Early in his Presidency, Carter stated that his administration would seek to stay in touch with the American people to avoid future Watergates. He indicated that he would be a strong supporter of human rights around the world. During 1977 the economy continued to improve, but more slowly than predicted. Legislation passed by Congress included bills to create jobs and to establish a new cabinet-level department, the Department of Energy.

The economic recovery continued into 1978, but inflation was increasingly a problem and undermined the stability of the dollar in foreign money markets. Discontent with rising prices was demonstrated by demands for cuts in taxes and limits on government spending. President Carter's legislative program stalled in Congress during the year, and his popularity in public-opinion polls dropped sharply as voters questioned his leadership. Although there were no major international crises, both Americans and allies of the United States were concerned about the rapid growth of Soviet power and influence, and some questioned whether the Carter administration was responding adequately to this threat.

During 1978 the United States made three historic foreign-policy initiatives. In April the Senate approved a treaty giving Panama control of the Panama Canal (on December 31, 1999) and of the Canal Zone (which was turned over to Panama on October 1, 1979). In September President Carter met with Egyptian president Anwar Sadat and Israeli prime minister Menachem Begin and helped to bring about an agreement on a peaceful solution to the problems between these longtime Middle East antagonists. (A peace treaty was signed six months later.) In December the United States government announced that it would open normal diplomatic relations with the People's Republic of China on January 1, 1979. Two important Supreme Court rulings that would have far-reaching effects on the economic prospects of blacks, other minorities, and women were handed down in 1978 and 1979. In these cases the Court gave approval to the principle of affirmative action—giving preferential treatment to victims of past discrimination—in education (Regents of the University of California v. Bakke) and in employment (Kaiser Aluminum & Chemical Corporation v. Weber).

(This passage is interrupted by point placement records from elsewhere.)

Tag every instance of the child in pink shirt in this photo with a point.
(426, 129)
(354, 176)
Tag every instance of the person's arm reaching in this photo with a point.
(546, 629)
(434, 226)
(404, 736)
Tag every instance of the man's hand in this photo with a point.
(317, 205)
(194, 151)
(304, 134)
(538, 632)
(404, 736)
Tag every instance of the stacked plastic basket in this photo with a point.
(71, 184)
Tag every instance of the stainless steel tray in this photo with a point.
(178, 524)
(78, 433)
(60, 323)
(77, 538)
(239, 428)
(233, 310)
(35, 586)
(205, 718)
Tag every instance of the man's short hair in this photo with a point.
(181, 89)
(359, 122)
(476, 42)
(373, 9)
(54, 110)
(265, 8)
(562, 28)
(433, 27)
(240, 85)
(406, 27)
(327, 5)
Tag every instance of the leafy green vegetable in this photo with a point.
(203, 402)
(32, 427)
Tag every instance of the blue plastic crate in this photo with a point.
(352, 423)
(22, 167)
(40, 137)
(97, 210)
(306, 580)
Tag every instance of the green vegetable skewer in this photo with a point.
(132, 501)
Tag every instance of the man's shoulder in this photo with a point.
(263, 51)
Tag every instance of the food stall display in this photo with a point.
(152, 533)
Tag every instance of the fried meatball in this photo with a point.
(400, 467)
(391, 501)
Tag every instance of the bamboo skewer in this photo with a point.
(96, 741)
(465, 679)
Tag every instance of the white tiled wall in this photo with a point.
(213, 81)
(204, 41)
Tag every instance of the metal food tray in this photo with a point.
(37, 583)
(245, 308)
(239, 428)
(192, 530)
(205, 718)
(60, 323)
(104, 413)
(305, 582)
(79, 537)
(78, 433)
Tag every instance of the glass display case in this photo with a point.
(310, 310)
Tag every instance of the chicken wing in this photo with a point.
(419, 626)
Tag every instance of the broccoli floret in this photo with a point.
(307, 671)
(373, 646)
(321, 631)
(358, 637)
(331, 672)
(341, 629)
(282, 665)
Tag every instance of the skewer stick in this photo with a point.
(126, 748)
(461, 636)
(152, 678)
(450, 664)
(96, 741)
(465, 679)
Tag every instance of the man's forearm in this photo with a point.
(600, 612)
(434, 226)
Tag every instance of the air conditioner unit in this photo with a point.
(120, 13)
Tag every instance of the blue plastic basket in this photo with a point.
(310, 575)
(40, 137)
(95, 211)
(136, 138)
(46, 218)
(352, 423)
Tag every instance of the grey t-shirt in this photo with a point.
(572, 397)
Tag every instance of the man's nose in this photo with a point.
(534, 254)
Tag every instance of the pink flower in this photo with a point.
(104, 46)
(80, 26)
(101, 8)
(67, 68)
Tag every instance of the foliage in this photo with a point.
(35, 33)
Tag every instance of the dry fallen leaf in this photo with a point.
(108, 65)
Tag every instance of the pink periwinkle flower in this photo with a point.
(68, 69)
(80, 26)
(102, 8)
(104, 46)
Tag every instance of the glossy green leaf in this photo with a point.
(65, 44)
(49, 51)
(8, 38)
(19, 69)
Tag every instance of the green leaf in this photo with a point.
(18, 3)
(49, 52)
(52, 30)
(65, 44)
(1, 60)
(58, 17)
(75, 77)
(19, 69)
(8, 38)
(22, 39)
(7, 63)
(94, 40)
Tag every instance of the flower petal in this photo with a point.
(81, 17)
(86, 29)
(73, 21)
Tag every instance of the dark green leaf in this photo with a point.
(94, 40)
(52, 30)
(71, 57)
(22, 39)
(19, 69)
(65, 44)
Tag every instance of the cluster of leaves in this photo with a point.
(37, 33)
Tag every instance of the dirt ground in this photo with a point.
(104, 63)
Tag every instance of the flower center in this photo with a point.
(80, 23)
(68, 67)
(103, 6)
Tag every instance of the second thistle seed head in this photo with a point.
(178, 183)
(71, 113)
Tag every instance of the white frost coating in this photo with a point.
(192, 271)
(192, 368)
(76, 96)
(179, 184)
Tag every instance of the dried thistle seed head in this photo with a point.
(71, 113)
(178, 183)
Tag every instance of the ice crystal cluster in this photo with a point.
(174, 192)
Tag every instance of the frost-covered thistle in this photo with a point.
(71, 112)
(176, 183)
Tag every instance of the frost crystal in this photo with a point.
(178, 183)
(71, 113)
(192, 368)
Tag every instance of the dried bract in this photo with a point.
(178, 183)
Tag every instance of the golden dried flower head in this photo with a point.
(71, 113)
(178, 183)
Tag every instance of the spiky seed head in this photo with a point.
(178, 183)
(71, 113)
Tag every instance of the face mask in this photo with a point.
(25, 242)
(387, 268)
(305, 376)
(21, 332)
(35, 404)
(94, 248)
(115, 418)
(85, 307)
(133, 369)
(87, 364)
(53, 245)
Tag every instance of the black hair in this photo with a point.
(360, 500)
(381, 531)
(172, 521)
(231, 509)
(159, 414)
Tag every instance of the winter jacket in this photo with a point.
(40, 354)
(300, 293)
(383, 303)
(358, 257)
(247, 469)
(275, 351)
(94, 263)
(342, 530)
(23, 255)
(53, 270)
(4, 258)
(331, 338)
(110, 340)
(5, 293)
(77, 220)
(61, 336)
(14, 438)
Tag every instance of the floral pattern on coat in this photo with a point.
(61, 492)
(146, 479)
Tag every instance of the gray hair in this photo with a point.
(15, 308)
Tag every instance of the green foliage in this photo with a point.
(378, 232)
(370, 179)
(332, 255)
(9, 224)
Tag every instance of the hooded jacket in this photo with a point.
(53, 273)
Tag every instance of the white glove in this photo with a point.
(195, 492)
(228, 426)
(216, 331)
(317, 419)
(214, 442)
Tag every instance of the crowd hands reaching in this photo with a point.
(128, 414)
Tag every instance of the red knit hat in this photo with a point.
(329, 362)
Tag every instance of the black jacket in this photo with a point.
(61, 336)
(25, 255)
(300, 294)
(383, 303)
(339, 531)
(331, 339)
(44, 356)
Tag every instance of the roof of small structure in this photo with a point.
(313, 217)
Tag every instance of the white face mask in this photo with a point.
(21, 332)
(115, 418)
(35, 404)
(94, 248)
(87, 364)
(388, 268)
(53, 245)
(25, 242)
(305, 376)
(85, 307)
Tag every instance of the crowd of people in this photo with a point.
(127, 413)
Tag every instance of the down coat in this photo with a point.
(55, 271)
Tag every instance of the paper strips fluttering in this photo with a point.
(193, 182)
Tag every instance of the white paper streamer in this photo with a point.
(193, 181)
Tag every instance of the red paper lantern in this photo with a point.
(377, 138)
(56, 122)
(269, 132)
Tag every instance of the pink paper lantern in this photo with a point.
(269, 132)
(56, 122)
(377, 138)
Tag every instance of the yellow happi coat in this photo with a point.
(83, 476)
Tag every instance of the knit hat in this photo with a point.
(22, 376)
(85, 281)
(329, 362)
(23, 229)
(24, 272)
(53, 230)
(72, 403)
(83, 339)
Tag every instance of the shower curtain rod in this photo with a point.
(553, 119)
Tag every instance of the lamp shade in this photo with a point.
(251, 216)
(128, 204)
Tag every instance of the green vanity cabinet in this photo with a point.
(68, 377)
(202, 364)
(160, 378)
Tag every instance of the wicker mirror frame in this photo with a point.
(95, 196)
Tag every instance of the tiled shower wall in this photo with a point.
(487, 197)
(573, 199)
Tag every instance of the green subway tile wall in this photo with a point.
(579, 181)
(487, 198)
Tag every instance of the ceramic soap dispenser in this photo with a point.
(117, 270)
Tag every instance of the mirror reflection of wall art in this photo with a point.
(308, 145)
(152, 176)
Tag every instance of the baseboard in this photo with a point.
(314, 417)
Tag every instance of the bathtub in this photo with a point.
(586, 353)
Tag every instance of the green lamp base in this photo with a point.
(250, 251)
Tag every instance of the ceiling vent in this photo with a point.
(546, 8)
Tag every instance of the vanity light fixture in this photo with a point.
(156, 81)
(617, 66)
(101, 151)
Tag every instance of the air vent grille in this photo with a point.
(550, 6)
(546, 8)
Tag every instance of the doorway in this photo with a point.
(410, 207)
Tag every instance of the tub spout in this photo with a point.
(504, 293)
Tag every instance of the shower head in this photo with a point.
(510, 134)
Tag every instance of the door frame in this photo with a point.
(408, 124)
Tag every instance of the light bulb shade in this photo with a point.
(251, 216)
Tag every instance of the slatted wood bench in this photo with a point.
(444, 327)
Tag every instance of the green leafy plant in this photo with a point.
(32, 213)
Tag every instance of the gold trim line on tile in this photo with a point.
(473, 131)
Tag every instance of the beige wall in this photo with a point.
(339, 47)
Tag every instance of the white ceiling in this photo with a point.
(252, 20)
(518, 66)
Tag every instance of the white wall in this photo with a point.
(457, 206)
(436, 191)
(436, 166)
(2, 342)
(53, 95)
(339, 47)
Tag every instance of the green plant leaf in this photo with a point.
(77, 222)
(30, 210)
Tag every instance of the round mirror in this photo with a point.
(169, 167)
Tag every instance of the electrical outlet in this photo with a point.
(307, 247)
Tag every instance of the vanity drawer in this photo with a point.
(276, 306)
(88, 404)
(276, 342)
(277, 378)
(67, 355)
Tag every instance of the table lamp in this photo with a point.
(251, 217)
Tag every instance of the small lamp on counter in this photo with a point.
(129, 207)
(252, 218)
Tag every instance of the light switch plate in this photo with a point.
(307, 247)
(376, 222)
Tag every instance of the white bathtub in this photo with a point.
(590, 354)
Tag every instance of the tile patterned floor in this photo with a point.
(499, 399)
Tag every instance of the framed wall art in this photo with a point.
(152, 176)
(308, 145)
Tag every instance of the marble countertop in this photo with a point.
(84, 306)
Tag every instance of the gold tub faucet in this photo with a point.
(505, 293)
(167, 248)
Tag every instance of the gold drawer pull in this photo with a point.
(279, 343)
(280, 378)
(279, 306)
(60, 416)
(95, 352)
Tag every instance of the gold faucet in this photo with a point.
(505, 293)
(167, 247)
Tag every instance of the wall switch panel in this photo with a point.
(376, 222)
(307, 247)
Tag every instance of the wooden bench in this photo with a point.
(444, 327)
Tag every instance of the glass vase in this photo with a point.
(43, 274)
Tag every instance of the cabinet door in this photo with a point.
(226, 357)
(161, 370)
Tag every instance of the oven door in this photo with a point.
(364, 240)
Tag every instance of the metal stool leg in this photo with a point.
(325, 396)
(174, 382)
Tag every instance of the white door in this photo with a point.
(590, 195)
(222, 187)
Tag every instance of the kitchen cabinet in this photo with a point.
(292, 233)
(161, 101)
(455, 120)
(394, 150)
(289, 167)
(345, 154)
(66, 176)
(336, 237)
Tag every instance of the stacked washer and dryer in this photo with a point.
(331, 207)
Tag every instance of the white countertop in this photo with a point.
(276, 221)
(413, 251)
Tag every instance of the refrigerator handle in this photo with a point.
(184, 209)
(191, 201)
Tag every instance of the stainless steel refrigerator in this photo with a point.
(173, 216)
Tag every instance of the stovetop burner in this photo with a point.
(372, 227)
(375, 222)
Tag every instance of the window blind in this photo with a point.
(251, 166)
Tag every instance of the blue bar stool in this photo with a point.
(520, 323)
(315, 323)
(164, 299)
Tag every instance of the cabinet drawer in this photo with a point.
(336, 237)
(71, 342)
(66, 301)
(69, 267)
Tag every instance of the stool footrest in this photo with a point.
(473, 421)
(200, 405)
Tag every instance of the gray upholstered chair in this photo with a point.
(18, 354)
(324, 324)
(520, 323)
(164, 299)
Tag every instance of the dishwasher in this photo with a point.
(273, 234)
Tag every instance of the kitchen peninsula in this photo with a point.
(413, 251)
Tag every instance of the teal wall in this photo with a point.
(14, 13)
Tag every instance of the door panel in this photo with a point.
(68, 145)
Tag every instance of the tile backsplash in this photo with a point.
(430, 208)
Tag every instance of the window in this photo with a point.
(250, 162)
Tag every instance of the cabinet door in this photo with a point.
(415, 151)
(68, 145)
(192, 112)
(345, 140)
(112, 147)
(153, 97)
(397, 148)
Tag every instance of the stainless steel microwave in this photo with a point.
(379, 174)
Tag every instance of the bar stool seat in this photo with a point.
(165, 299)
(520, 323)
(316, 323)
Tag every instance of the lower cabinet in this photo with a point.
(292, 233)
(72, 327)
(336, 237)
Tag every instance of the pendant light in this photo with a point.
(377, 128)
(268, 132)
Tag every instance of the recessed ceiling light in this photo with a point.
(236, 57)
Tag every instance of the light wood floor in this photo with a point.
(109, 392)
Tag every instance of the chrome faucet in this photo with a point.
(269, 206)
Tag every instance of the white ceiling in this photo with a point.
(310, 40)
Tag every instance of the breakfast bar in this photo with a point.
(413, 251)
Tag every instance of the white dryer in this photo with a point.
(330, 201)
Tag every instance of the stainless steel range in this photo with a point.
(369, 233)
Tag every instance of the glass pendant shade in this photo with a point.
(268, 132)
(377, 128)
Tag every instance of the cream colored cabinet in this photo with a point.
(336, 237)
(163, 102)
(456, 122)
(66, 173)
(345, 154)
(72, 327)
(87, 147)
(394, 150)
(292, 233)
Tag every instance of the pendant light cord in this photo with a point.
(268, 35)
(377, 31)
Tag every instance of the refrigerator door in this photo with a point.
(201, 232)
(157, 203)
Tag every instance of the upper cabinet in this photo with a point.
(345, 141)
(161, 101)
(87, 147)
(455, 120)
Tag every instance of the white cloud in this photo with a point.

Economic problems worsened in 1979 as the rate of inflation increased and a period of recession began. High gasoline prices and gasoline shortages produced an energy crisis. Adding to the nation's energy problems was a near disaster at the nuclear power plant at Three Mile Island in Pennsylvania in early 1979, which brought into question the future of nuclear energy. Legislation enacted by Congress in 1979 included a law creating a new executive department, the Department of Education, which began operation in 1980. The Department of Health, Education and Welfare, which lost its educational functions, became the Department of Health and Human Services.

Iranian Hostage Crisis

In November, 1979, Iranian militants seized the American embassy in Tehran, Iran, and took its personnel hostage. They demanded that the deposed shah of Iran, who was in the United States for medical treatment, be forced to return to Iran. The United States was unsuccessful in seeking release of the hostages in negotiations with the Iranian government. In April, 1980, an American commando raid was aborted before an attempt could be made to free the hostages.

1980 Presidential Election

In 1980 the nation faced both continued inflation and a recession with its resultant high unemployment. President Carter's popularity continued to decline and he was challenged—although unsuccessfully—for the Democratic Presidential nomination by Senator Edward M. Kennedy of Massachusetts.Ronald Reagan, former governor of California, was nominated by the Republicans. The election campaign was marked by little voter enthusiasm for either major party candidate or for Representative John B. Anderson of Illinois, who ran as an independent. Nevertheless, Reagan won by a landslide in electoral votes.